The debate in France on incorporating the cost of inputs into the price received by farmers has moved forward with the proposal of a law made by a member of the French National Assembly.
Gregory Besson-Moreau has proposed a bill that will put mandatory cost indicators into the price negotiations between farmers and processors and supermarkets.
The proposal aims at ensuring that farmers get a better share of final consumer price by legally insisting that the cost of producing food are factored into the prices paid to farmers.
Much interest will focus on the proposed law’s clause that will introduce a ban on food clearance sales without the permission of the farmers involved.
The proposed bill has been welcomed by the French agriculture minister on behalf of the government.
The president of ICMSA Pat McCormack has welcomed the developments stating that the proposed law will not create a new regulation but rather strengthen an already existing French one while attracting attention at EU level.
In Ireland we have no legal mechanism for ensuring that farmers get a fair price at all
“Irish politicians seem terrified of our powerful retail corporations and unwilling to give any serious consideration to any measure that might displease them or upset the cheap food policy they operate,” McCormack said.
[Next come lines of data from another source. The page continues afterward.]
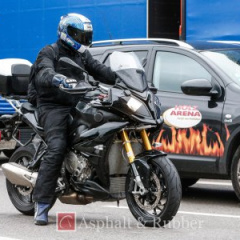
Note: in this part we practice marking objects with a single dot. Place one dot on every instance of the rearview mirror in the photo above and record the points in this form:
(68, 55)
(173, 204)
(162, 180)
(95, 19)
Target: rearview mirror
(66, 66)
(199, 87)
“In Ireland we have no legal mechanism for ensuring that farmers get a fair price at all, much less ensure that the costs of producing the food in the first place are covered.”
McCormack warns that the focus in Ireland is becoming more pressing as the costs and inputs around environmental sustainability become clearer.
We are going to have to introduce a system that ensures that the people producing the food are paid the economic and environmental costs of production
“It’s already obvious that we are going to have to reform and recalculate what we pay for food, because the present system, invented by the corporate retailers for their benefit, is not even paying the economic costs.
“We are going to have to introduce a system that ensures that the people producing the food are paid the economic and environmental costs of production.”
The ICMSA highlights that within the Agri-Strategy 2030 document there is no mention of the scale of changes to consumer prices that must take place.